Are we in a recession?
It's the fair question by the end of 2022.
Yeah.
So I've read a really smart thing recently by Ray Dalio,
who is one of these kind of conspicuous that sometimes annoying,
you know, billionaire hedge fund investors. But he said something to me that was very interesting. He said,
basically, pick your poison, whether it's high rates or high inflation, either are a drag on growth.
So what I think people are not understanding. And again, Jess, it's maybe because many of us have
not lived through the 70s. We don't have memories of this, is that let's say we're able to lower
inflation. Well, we've only lowered inflation because rates have been higher to reduce demand.
So let's say we try to have our KKD too and we don't raise rates as much as we should because we want to avoid a recession.
Well, guess what?
Inflation persists.
And inflation is a tax on growth.
That's the thing that Ray Dalio really points out in this article.
You can go to his LinkedIn page if you want to read it.
Is inflation is also anti-growth.
So I think the odds are, yes, that there will be.
a recession. And the question is whether it'll be a deeper, a shallow one. It'll be a shallow one
if the central banks kind of blink. If they lose their currently chest thumping vulgar-esque,
you know, we're going to do whatever it takes type of rhetoric. But they could blink in the face
of increasing job losses or even worse, one of those bubbles pops. And you let's say housing and you
suddenly have a precipitous decline in Canadians or American's single largest asset, which is
home values. So I think it's really a question of shallow or deep.
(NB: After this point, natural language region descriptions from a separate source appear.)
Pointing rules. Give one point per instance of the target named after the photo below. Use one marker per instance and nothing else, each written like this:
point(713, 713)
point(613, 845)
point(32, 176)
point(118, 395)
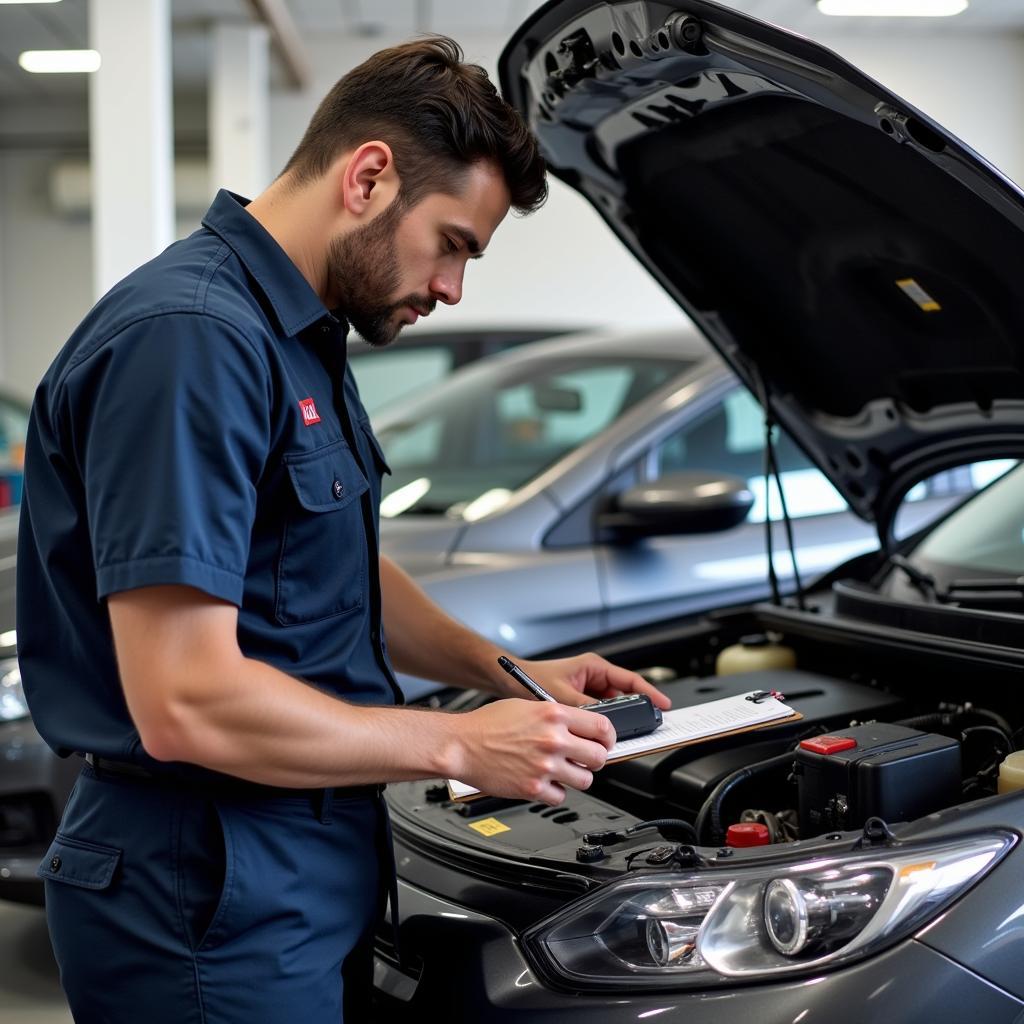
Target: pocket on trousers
point(79, 862)
point(204, 872)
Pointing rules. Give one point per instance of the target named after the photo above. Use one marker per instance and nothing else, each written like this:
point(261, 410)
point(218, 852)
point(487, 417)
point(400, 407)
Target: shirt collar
point(291, 296)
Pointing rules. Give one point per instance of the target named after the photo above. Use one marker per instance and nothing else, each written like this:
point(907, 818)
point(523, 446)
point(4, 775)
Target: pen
point(516, 673)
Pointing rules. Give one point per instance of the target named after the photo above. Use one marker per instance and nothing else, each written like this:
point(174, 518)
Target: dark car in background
point(857, 267)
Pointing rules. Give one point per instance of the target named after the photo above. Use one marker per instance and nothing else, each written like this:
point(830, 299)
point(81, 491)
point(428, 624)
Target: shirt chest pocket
point(324, 561)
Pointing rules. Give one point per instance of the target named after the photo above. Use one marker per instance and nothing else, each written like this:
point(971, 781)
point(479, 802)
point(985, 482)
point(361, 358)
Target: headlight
point(12, 702)
point(780, 919)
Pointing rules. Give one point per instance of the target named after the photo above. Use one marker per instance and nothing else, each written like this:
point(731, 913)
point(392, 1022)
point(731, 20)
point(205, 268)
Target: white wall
point(561, 265)
point(46, 267)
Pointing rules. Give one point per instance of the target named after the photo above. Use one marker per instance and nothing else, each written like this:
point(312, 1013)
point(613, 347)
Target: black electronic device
point(878, 770)
point(631, 714)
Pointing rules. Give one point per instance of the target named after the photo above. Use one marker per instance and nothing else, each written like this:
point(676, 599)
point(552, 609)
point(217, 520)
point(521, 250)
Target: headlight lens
point(687, 930)
point(12, 702)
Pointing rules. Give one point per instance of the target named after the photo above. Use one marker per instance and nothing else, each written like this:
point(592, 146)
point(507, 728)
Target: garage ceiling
point(65, 25)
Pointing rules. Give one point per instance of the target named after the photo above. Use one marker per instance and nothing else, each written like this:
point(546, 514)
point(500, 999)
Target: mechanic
point(202, 605)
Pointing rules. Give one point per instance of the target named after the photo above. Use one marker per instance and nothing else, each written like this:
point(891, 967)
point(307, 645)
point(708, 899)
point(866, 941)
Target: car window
point(729, 438)
point(386, 376)
point(986, 535)
point(492, 428)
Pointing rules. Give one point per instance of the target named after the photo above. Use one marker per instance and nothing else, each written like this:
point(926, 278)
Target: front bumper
point(465, 966)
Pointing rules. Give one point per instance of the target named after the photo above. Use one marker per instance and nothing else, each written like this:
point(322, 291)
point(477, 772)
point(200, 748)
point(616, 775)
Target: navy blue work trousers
point(170, 906)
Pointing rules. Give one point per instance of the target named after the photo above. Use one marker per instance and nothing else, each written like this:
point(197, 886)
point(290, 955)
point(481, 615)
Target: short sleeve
point(170, 425)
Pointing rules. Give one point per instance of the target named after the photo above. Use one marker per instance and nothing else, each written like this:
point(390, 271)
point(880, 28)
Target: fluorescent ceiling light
point(892, 8)
point(58, 61)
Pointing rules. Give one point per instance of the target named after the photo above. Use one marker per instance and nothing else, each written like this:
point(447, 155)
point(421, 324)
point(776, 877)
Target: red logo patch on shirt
point(309, 414)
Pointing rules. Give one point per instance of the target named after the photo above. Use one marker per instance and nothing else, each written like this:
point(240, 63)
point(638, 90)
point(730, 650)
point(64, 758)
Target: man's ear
point(369, 181)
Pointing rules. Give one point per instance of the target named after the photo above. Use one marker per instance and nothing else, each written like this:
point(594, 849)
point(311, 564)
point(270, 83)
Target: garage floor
point(30, 990)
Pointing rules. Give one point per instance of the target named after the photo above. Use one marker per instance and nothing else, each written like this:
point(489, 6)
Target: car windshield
point(983, 539)
point(467, 445)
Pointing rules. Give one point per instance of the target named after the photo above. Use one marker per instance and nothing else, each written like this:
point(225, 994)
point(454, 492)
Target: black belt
point(225, 785)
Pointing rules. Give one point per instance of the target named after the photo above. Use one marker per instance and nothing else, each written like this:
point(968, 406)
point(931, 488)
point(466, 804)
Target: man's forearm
point(425, 641)
point(263, 725)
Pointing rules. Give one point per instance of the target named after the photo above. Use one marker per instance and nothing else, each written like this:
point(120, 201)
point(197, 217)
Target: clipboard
point(685, 727)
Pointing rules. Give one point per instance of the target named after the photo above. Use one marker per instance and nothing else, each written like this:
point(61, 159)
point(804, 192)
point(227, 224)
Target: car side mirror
point(689, 502)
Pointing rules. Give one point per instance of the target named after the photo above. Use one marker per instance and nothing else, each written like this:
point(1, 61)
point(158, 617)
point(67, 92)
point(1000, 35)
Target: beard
point(363, 272)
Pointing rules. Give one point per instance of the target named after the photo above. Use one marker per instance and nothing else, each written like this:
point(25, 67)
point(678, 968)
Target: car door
point(667, 576)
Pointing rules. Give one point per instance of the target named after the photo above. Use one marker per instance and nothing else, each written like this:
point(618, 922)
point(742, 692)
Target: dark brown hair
point(436, 113)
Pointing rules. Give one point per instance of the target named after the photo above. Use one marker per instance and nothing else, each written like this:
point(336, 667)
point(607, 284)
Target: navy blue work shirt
point(200, 427)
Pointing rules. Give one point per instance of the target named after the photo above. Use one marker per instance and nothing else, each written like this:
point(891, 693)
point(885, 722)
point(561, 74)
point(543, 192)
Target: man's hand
point(571, 680)
point(530, 749)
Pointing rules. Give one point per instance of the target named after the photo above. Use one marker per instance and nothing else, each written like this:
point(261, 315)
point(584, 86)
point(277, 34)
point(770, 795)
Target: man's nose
point(446, 287)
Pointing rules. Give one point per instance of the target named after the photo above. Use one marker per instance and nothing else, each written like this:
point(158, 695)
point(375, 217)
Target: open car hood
point(857, 265)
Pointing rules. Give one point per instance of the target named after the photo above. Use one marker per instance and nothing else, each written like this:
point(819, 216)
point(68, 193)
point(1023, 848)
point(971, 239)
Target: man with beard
point(206, 616)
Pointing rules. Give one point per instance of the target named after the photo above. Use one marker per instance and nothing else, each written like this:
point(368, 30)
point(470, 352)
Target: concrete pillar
point(130, 135)
point(240, 94)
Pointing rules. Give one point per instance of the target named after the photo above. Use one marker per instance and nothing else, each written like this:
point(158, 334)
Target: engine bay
point(878, 743)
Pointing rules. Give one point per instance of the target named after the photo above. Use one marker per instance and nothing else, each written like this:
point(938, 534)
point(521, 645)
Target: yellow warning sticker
point(489, 826)
point(918, 295)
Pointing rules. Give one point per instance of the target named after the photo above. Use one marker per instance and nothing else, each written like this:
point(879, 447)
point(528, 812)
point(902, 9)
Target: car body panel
point(880, 380)
point(496, 982)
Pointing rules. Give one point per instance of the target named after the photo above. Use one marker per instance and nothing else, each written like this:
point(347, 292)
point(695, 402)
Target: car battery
point(676, 782)
point(879, 770)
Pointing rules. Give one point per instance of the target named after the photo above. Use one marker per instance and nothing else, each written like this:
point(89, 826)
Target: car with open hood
point(856, 267)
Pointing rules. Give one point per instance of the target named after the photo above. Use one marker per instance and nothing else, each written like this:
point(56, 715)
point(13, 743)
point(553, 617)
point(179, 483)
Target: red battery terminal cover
point(828, 744)
point(748, 834)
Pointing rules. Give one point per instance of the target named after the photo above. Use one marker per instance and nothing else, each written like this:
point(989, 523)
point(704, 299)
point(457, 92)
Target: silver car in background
point(510, 479)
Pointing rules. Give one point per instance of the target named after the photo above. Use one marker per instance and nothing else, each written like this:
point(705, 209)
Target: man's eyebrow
point(468, 238)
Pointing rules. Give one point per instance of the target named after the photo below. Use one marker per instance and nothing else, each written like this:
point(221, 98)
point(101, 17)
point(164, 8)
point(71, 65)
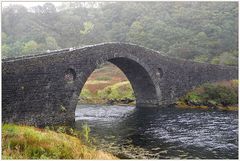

I think it could be deep
if they really do decide that they want to take inflation down to 2%. But that would be,
I don't think people are really understanding just how profound the effect of those higher rates
for longer will have on asset prices, on the economy.
So I guess what I'm saying, Janice, is I have an indication, a sense of where things are
heading, but I don't yet know the quantum, you know, shallow or deep, and it just depends
on whether these central banks ease off in the face of the threat of significant levels
of rising unemployment.
All right.
The prediction for the end of 2022, in a shallower session?
In a shallow recession, I hope that central banks have the courage to follow through because
you kind of want to rip the Band-Aid off here.
You don't want to get into a stagflationary scenario of high inflation and low growth for an extended
period of time, which is what you lived through in the 1970s as a professor at the University
of Toronto with a young family.
I don't want to do that with my family right now.
I would rather have the pain up front and the correction in asset prices, even the risks of a substantial drop in the value of my house to get inflation back to the 2% target.
I worry, though, that, you know, we're not a society that very much likes taking bitter medicine.
We would prefer milkshake Sundays from now until eternity.
and it may be hard politically, especially in the United States, the midterm elections,
2024 coming up for a federal reserve to take the risk.
Just think of how roiled and angry and undistabilized, not only the American economy,
but American politics would be in the middle of a deep recession in 2023.
That's the reason that I think the Fed will have to ease up.
we are going into election season.
And I recall Trump's excoriation of the chairman of the Fed,
he said, in fact, he was raising interest and he was interfering with Trump's stock market boom.
That is nothing compared to the impact of Powell continuing to raise rates.
it will be, in fact, the death now for the Democrats in the midterm elections, as we said last week.
I'm going to predict here that the Fed blinks.
And of course, if the Fed blinks, everybody else blinks.
And certainly we.
Okay.
Well, I'll take the other side of that just because I want to model best behavior.
So let's see.
I'll say, no, these guys are central.
Because girls and a few women are central bankers.
and they're part of their own little club.
And what they care about is what other central bankers think about them,
not what the president of the United States might want come to ballot box.